Le temps de l’inédit

Tant qu’il y aura des humains pour l’écrire, l’histoire ne mourra pas. Elle sera toujours singulière et plurielle et la forge subjective sur laquelle œuvreront les écrivains, par le feu de l’expérience particulière, lui redonnera chaque fois sa dimension de vérité.
Mémoires d’enfance

Le Québec nouveau

J’avais quitté le Canada français deux ans plus tôt. Je revenais au Québec, quel étrange sentiment !
Au moment où j’arrive à Montréal, début septembre 1963, je me souviens surtout, malgré la joie de retrouver les miens et cette drôle de force que donne le fait d’être trois personnes ensemble et non plus une seule ainsi qu’au départ, de m’être sentie étrangère à mon propre pays. J’avais changé, cela était évident, mais la terre et le peuple que j’avais quittés deux ans plus tôt me semblaient eux aussi transformés, quasi méconnaissables. Pour tout dire, j’avais le sentiment d’être apatride tant ce que je retrouvais m’était devenu comme un autre pays.
Et comment reconnaître ce que l’on ne connaît plus ? Je cherchais des repères. Je les trouvai, fort heureusement, dans les mille et une petites tâches, mille et un petits objets de la vie quotidienne et matérielle.
Il faut dire qu’à l’époque l’éloignement géographique constituait une véritable coupure avec le sol quitté, comme un exil purement physique néanmoins réel. Tous les fils (ou les sans-fils) qui relient aujourd’hui ceux qui partent de leur camp de base originel n’existaient pas. Ni Internet ni webcam, ni portables dits intelligents, à peine le téléphone. Seules existaient les lettres. Dans celles que je recevais alors, bien peu avait été dit sur les bouleversements sociaux qui avaient eu cours à une grande vitesse ces années-là. Je tombais en pleine ébullition du début de la Révolution tranquille et je n’en avais rien su. Ni les lettres intimes ni les journaux français ou états-uniens n’en avaient soufflé mot.

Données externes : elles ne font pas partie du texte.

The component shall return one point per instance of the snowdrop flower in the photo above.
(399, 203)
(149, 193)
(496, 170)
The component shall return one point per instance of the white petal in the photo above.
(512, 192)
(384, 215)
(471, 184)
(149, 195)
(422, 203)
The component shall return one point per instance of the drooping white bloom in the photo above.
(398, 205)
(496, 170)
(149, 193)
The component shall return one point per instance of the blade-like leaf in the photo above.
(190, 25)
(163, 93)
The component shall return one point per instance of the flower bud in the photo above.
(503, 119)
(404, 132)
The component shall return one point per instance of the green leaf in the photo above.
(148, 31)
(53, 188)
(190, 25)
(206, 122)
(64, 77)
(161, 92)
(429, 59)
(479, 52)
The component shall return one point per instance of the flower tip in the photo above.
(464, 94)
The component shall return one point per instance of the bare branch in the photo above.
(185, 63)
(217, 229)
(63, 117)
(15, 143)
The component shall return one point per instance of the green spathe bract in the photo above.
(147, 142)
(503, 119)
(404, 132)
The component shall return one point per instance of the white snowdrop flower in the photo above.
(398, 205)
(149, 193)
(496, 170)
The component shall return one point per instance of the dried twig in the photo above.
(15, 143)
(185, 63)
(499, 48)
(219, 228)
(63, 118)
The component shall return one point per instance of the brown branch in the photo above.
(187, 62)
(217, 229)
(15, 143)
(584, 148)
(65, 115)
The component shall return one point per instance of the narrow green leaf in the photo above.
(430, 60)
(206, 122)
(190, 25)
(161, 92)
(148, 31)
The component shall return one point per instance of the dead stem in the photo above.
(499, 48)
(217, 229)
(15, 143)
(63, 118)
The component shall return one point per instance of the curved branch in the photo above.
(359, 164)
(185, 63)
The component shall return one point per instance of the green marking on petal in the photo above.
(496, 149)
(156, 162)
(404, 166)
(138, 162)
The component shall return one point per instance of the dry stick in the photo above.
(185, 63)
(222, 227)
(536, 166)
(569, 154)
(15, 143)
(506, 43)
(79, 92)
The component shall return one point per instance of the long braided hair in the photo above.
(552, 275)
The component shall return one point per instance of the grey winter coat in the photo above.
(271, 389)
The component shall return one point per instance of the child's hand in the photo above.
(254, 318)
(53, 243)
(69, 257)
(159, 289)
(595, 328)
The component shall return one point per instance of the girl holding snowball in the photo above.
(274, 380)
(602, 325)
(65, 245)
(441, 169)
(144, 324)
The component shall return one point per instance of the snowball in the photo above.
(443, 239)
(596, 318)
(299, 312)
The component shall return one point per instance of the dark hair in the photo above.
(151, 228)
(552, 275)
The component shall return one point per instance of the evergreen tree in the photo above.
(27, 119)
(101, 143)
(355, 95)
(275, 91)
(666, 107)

Lentement, je prenais la mesure du peu d’importance qu’avait mon pays au regard des grandes puissances du monde tout en me disant que le silence des miens était une telle énigme que je commençai peu à peu à leur « rendre l’énigme », pour dire comme Paul Valéry : je jetai dans un « carnet de retour » des phrases labyrinthiques pour m’aider à pénétrer dans les arcanes de la chose publique. Ainsi s’amorça pour moi l’écriture des premiers poèmes et des premiers récits. Si je dis vrai de la naissance concrète de ma venue à l’écriture, c’est là, en ce lieu de méconnaissance temporaire des miens, et de moi-même par contrecoup, là, à ce carrefour quelque peu brouillé par la perte d’intelligence claire des miens et de moi-même, que l’écriture prit sa source. En griffonnant mes premières notes dans ce carnet de déroute, sans en être consciente à ce moment-là, c’est ça que je faisais.

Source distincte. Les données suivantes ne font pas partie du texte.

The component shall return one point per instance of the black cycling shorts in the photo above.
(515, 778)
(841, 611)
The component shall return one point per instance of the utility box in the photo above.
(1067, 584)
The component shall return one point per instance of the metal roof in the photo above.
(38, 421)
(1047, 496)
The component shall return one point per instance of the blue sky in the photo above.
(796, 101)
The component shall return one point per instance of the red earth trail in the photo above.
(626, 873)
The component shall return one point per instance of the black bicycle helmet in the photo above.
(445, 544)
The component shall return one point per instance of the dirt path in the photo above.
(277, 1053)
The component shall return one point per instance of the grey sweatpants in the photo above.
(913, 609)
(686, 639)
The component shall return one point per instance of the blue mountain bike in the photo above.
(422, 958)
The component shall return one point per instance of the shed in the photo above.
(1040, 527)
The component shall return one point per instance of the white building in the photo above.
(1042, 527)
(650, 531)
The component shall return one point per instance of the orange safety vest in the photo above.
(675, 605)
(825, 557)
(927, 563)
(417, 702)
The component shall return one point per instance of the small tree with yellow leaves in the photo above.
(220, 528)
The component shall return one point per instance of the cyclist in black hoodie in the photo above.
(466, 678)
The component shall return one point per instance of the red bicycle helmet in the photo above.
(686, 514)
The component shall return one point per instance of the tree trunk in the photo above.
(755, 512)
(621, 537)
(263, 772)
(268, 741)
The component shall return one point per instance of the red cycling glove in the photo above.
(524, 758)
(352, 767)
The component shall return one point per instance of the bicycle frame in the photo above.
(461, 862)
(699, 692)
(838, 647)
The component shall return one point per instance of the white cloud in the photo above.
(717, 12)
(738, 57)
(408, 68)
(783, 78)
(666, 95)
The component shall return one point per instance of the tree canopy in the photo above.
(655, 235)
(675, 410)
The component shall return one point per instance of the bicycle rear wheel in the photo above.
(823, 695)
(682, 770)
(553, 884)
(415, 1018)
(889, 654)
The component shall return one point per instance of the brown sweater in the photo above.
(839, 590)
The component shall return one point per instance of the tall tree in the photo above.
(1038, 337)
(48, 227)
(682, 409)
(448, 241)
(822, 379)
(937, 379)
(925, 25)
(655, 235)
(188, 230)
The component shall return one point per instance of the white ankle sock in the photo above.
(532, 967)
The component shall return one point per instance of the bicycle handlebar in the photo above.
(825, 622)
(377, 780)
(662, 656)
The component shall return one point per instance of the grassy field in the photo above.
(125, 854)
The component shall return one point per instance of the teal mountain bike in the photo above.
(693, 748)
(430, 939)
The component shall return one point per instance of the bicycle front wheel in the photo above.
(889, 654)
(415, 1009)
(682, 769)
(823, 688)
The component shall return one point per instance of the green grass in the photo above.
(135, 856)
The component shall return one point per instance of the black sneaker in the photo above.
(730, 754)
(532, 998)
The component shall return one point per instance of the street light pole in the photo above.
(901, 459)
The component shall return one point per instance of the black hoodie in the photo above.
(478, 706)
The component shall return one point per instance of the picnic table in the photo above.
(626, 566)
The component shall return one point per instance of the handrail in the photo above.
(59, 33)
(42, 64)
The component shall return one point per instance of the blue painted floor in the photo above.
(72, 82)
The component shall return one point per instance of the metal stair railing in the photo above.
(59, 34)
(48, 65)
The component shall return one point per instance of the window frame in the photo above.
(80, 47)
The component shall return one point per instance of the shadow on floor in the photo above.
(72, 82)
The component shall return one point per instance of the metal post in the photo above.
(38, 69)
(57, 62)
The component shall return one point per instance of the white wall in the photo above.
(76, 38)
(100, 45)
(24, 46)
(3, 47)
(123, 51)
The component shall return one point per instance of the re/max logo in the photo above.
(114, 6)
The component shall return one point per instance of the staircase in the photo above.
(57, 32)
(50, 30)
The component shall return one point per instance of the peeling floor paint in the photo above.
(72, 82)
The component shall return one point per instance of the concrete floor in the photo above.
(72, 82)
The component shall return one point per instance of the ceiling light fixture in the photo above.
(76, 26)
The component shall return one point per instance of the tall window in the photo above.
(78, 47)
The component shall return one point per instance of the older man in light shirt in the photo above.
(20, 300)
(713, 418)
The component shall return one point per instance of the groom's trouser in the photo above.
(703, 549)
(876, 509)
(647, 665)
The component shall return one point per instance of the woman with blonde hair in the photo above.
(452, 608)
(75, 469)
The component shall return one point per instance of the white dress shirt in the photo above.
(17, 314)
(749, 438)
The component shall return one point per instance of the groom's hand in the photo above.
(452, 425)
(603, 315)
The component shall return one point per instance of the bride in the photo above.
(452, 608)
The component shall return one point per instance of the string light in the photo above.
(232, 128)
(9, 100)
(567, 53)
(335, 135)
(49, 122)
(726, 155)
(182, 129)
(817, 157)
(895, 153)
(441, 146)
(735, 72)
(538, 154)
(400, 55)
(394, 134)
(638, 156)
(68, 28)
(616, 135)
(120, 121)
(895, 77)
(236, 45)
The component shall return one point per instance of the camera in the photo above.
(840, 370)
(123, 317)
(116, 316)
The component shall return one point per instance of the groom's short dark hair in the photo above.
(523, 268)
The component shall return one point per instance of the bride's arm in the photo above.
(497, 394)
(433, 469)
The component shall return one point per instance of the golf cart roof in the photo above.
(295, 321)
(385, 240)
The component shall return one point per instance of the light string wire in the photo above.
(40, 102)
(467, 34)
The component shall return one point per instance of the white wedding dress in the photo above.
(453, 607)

Je ne savais pas non plus pourquoi je pensais si fort à Stendhal au cours de ces premiers temps du retour. Stendhal, mon Stendhal, devenu celui que j’ai appelé longtemps mon aïeul diagonal depuis que M. Ruff m’avait révélé que sa mère, Henriette Gagnon, et son grand-père, médecin et encyclopédiste, Henri Gagnon, étaient « sans doute » mes ancêtres. Depuis que mon adorable et fétichiste directeur de thèse avait semé en moi ces miettes de petite histoire puis, à mon insu, avait tracé le sinueux dédale de la vie qui se vit en écrivant, ce fameux « vécrire » du romancier Jacques Godbout. Face au comité d’accueil que constituèrent les énigmes de mon pays en devenir, je commençai à lire les romans de Stendhal et négligeai follement ma thèse sur Claudel. Je n’avais plus la tête à ça.
L’amour de Patrick et de Charles, les mille et une tâches du quotidien et la lecture de Stendhal m’ont empêchée de sombrer dans la dépression inéluctable de qui ne reconnaît plus sa terre d’origine et ne s’y reconnaît plus dedans.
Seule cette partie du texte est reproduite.